19.15 The relevant judgments relating to Section 16(c) of the Specific Relief Act, 1963 are as under:- 19.15.[1] In J.P. Builders v. A. Ramadas Rao, (2011) 1 SCC 429, the Supreme Court explained the distinction between “readiness” and “willingness”. The former refers to financial capacity and the latter to the conduct of the plaintiff wanting performance. 19.15.[2] In N.P. Thirugnanam v. Dr. R. Jagan Mohan Rao, (1995) 5 SCC 115, the Supreme Court held that the Court must take into consideration the conduct of the plaintiff prior and subsequent to the filing of the suit along with other attending circumstances to adjudge the “readiness” and “willingness” of the plaintiff. The amount of balance sale consideration must be proved to be available with the purchaser right from the date of execution till the date of decree. The Court upheld the dismissal of the suit for specific performance on various grounds inter alia that the plaintiff was dabbing in real estate business without means to purchase the suit property and the very contract was speculative in nature. 19.15.[3] In R.C. Chandiok v. Chuni Lal Sabharwal, (1970) 3 SCC 140, the Supreme Court held that “readiness” and “willingness” cannot be treated as a straitjacket formula. It has to be determined from the entirety of facts and circumstances relevant to the intention and conduct of the party concerned.”
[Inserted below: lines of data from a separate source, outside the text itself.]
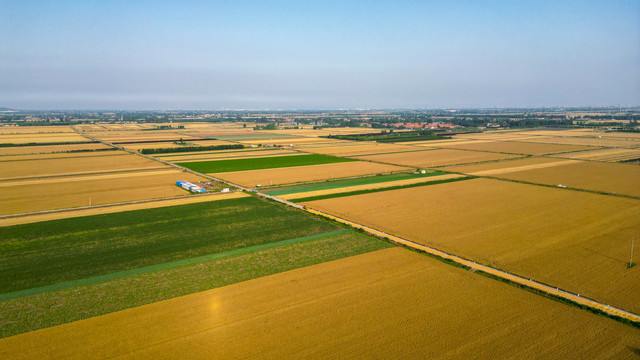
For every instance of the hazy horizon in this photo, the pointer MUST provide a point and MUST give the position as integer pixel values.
(329, 55)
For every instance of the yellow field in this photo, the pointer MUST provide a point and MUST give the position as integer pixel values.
(514, 147)
(610, 155)
(284, 141)
(369, 186)
(7, 130)
(131, 136)
(66, 192)
(438, 157)
(171, 144)
(119, 208)
(590, 141)
(359, 148)
(591, 175)
(296, 174)
(577, 241)
(48, 149)
(67, 166)
(233, 155)
(388, 304)
(504, 166)
(8, 158)
(41, 138)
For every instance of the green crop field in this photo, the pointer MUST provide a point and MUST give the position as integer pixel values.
(61, 306)
(40, 254)
(334, 184)
(218, 166)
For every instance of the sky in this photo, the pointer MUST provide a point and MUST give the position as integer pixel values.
(135, 55)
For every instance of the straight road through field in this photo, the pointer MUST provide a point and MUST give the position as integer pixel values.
(492, 271)
(613, 311)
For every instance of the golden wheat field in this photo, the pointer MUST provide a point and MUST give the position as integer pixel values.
(289, 175)
(119, 208)
(382, 185)
(351, 149)
(66, 192)
(436, 157)
(172, 144)
(50, 149)
(41, 138)
(504, 166)
(232, 155)
(589, 141)
(387, 304)
(621, 179)
(9, 158)
(78, 165)
(8, 130)
(225, 154)
(575, 240)
(608, 155)
(513, 147)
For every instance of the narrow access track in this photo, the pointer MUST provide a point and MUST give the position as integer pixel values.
(576, 298)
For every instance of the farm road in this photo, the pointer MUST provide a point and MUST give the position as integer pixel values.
(576, 298)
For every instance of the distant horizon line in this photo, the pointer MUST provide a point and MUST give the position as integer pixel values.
(8, 109)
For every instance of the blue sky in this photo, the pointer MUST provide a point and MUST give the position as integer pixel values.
(318, 54)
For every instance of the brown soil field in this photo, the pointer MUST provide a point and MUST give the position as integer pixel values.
(28, 196)
(118, 208)
(609, 155)
(437, 157)
(360, 148)
(51, 167)
(41, 138)
(513, 147)
(370, 186)
(573, 240)
(8, 158)
(614, 178)
(6, 130)
(386, 304)
(49, 149)
(296, 174)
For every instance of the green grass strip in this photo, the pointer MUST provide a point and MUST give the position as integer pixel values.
(218, 166)
(168, 265)
(334, 184)
(359, 192)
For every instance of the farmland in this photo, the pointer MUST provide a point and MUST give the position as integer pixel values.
(78, 165)
(90, 247)
(513, 147)
(56, 307)
(48, 149)
(328, 310)
(220, 166)
(573, 240)
(155, 270)
(290, 175)
(434, 158)
(20, 196)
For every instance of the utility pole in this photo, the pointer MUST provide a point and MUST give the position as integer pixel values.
(633, 239)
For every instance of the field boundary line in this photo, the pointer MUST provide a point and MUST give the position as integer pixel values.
(500, 274)
(167, 265)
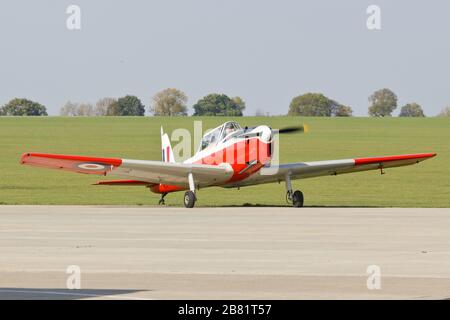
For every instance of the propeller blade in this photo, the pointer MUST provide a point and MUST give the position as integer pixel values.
(301, 128)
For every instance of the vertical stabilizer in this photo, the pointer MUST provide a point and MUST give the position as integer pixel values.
(167, 153)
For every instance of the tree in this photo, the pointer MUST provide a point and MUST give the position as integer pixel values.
(342, 111)
(127, 106)
(169, 102)
(382, 103)
(445, 112)
(316, 105)
(23, 107)
(102, 106)
(218, 105)
(411, 110)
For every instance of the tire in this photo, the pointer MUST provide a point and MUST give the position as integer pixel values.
(297, 199)
(189, 199)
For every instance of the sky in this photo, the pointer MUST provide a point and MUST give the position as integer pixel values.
(266, 52)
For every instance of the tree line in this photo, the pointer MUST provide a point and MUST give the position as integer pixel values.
(173, 102)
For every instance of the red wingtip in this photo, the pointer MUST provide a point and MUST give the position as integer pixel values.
(423, 156)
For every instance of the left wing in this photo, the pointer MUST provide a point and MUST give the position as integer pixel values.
(302, 170)
(152, 172)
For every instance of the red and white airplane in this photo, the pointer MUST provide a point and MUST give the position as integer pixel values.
(228, 156)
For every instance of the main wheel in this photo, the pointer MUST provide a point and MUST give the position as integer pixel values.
(297, 199)
(189, 199)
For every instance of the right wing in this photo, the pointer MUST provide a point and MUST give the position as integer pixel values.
(303, 170)
(152, 172)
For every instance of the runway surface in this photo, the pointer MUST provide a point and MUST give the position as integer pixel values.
(211, 253)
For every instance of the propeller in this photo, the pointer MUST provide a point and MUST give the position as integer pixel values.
(293, 129)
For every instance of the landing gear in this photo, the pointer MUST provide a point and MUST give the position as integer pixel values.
(189, 196)
(161, 201)
(296, 197)
(189, 199)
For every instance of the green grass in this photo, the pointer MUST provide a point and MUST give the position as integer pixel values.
(423, 185)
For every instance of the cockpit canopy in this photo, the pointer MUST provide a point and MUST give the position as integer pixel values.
(220, 133)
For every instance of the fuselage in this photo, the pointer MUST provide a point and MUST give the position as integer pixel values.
(245, 151)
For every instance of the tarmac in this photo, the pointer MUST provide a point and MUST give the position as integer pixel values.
(141, 252)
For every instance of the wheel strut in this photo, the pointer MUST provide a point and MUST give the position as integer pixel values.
(161, 201)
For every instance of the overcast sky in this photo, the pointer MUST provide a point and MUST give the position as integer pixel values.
(264, 51)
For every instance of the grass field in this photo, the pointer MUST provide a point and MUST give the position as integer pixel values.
(423, 185)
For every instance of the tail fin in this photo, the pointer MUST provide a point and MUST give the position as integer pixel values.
(167, 153)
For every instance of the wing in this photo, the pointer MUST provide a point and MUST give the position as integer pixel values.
(151, 172)
(302, 170)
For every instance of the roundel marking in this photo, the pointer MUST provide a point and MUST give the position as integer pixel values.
(91, 166)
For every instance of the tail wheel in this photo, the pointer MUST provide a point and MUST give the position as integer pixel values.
(189, 199)
(297, 199)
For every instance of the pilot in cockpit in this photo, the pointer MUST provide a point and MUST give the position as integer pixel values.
(229, 128)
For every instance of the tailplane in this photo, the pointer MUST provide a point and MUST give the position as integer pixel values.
(167, 153)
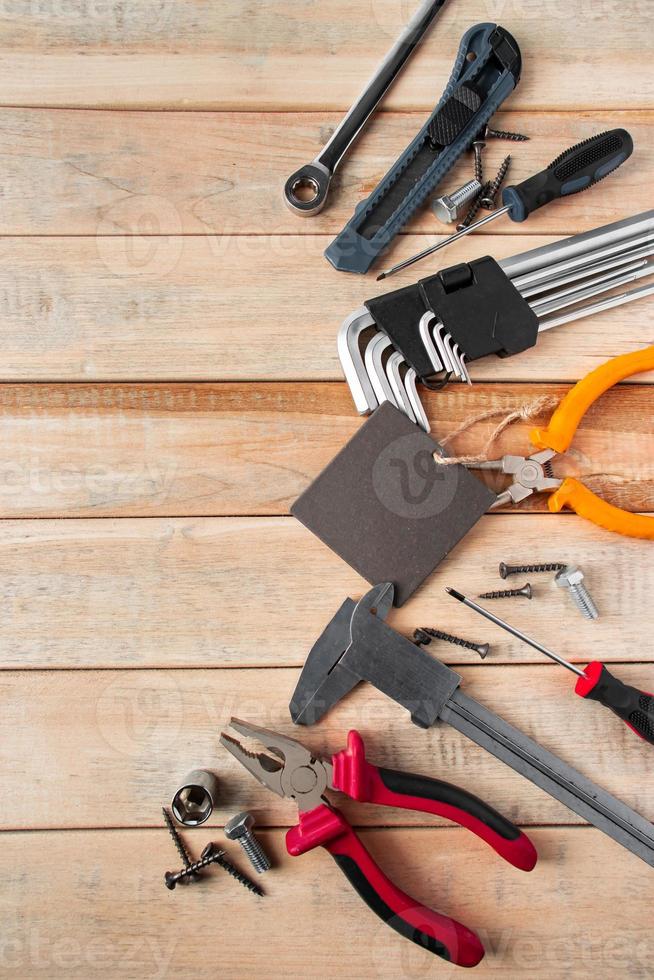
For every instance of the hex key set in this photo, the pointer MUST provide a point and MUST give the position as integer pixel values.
(431, 331)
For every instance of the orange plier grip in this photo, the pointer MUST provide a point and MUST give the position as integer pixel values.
(561, 430)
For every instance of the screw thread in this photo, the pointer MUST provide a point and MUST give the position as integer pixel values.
(474, 210)
(478, 147)
(465, 193)
(508, 593)
(488, 200)
(235, 873)
(505, 134)
(425, 633)
(584, 602)
(549, 566)
(255, 852)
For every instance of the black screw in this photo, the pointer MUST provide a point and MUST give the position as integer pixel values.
(474, 210)
(210, 855)
(180, 846)
(488, 200)
(549, 566)
(424, 635)
(508, 593)
(503, 134)
(478, 147)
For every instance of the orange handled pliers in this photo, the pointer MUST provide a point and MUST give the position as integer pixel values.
(533, 474)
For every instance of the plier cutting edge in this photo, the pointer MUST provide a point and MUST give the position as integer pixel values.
(533, 474)
(291, 770)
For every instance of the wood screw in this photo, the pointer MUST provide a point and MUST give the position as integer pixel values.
(549, 566)
(508, 593)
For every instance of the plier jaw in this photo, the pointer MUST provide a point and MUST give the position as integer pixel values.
(287, 768)
(533, 474)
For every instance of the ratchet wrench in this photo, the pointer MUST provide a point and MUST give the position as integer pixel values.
(306, 190)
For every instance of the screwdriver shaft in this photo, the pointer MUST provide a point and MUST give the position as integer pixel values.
(515, 632)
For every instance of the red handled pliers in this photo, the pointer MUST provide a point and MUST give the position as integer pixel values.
(291, 770)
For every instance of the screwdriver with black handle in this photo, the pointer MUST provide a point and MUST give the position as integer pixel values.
(575, 170)
(595, 682)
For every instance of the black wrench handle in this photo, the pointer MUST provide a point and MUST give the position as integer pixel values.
(306, 190)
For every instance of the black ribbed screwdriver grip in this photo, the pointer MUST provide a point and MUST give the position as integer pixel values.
(578, 168)
(633, 706)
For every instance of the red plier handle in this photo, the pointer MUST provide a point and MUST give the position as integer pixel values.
(445, 937)
(356, 777)
(325, 826)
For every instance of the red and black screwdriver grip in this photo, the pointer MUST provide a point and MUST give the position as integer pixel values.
(356, 777)
(635, 707)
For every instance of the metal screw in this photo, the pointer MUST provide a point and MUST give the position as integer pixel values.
(474, 210)
(572, 578)
(240, 828)
(210, 855)
(180, 847)
(508, 593)
(503, 134)
(549, 566)
(488, 200)
(478, 148)
(447, 207)
(424, 635)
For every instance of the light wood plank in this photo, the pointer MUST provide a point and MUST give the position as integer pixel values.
(582, 910)
(149, 173)
(183, 308)
(117, 743)
(278, 56)
(108, 450)
(255, 592)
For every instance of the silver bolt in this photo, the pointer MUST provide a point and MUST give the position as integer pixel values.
(239, 828)
(572, 579)
(447, 208)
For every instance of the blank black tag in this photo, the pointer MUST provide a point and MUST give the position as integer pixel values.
(387, 508)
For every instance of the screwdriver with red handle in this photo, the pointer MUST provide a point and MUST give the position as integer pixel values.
(595, 682)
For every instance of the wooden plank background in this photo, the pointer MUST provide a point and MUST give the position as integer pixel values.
(170, 384)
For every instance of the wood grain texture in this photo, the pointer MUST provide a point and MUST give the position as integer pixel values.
(150, 174)
(152, 249)
(277, 56)
(135, 734)
(255, 592)
(543, 925)
(132, 308)
(154, 450)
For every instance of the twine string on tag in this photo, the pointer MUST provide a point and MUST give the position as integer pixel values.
(525, 413)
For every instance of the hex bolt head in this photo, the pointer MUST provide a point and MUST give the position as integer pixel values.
(572, 579)
(570, 575)
(445, 209)
(239, 826)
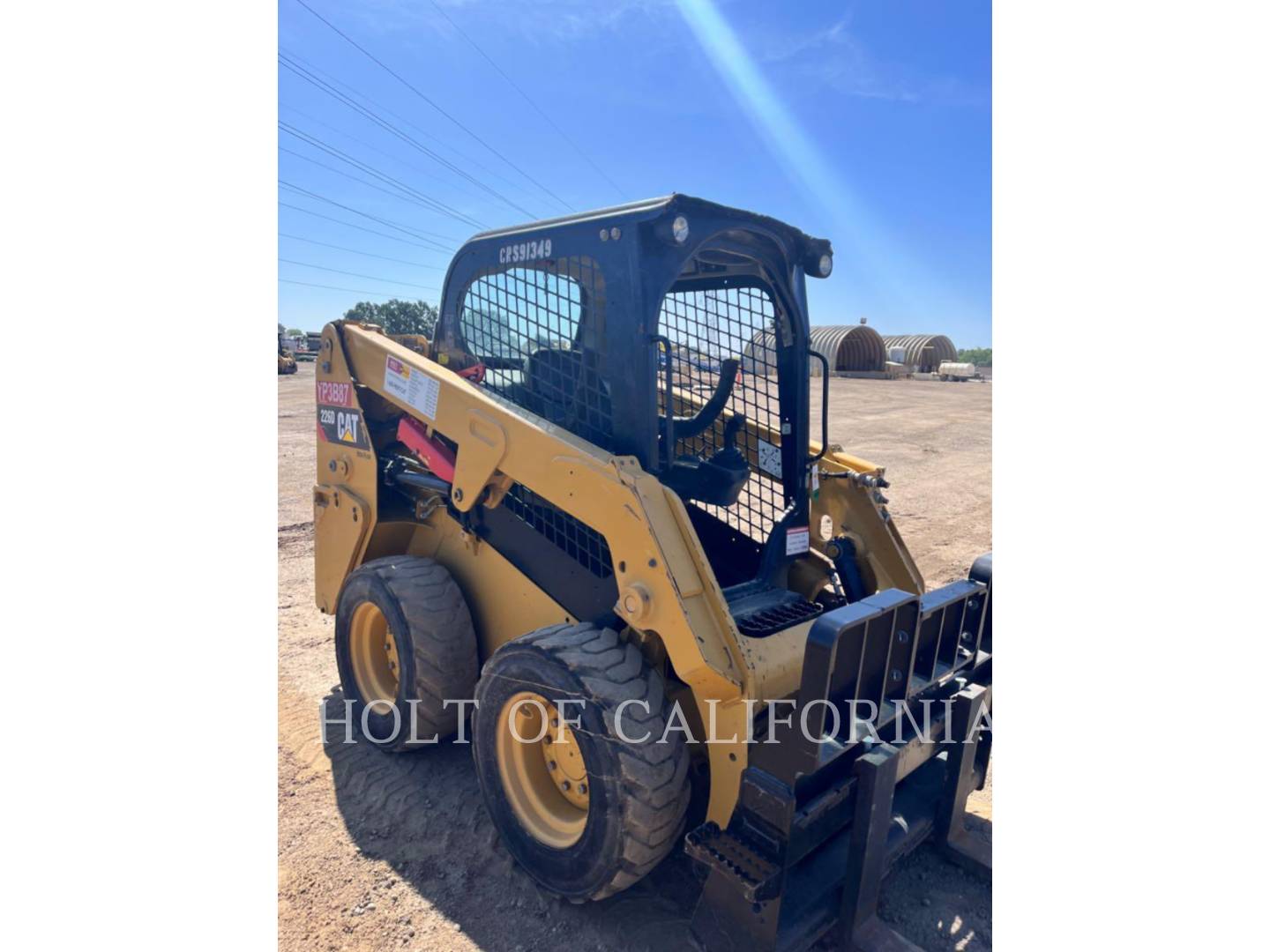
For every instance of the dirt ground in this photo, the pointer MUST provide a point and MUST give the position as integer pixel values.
(381, 852)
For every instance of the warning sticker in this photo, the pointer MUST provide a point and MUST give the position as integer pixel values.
(770, 458)
(344, 427)
(334, 394)
(798, 539)
(412, 386)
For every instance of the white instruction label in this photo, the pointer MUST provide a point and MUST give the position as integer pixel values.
(798, 541)
(412, 386)
(770, 458)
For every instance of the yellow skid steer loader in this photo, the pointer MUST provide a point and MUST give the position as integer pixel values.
(594, 516)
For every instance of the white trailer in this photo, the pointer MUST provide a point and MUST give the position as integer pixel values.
(950, 369)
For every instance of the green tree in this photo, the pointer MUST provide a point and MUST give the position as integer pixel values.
(978, 355)
(397, 316)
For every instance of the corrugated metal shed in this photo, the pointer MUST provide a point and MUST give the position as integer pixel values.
(851, 346)
(915, 349)
(855, 346)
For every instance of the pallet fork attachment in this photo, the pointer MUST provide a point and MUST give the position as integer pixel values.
(819, 825)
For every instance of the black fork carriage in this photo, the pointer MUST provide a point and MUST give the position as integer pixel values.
(897, 688)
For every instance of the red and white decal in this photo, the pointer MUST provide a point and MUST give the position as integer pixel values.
(334, 394)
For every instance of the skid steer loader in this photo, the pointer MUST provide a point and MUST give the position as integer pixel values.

6. This Court is of the view that the learned Trial Court has passed the impugned judgment and decree without applying the well settled principles of law to the present case.
7. The impugned judgment and decree passed by the learned Trial Court does not satisfy the judicial conscience of this Court. This Court is of the view that the learned Trial Court ought to have allowed the appellant’s application under Order IX Rule 13 of the Code of Civil Procedure by setting aside the ex parte decree.
8. The appeal is allowed, and the impugned order dated 1st March, 2013 is set aside. The appellant’s application for setting aside of the ex parte decree dated 15th December, 2011 is allowed. Consequently, the ex parte judgment and decree dated 15th December, 2011 is set aside.
9. The parties shall appear before the learned Trial Court on 28th March, 2017 when learned Trial Court shall fix the case for recording of the respondent’s evidence. The parties are permitted to file the original documents before the learned Trial Court.
10. The Trial Court shall expedite the hearing of the suit and endeavour to decide the same within a period of eight months from today.
11. The appellant has deposited a sum of Rs.[6] lakh with the November, 2013 and the said amount is lying in fixed deposit. The decision of the suit by the Trial Court and thereafter, the Registrar General shall disburse the amount in terms of the judgment of the Trial Court.
12. At this stage, learned counsel for the parties express their willingness to make an endeavour to resolve the matter through mediation.
13. List before Delhi High Court Mediation and Conciliation Centre on 1st February, 2017 at 4.00 pm. The Delhi High Court Mediation and Conciliation Centre shall send the report of mediation directly to the Trial Court.
14. The Trial Court record be sent back forthwith along with the copy of this judgment.
15. Copy of this judgment be given dasti to counsels for the parties under signatures of the Court Master.
JANUARY 24, 2017 dk J.R. MIDHA, J.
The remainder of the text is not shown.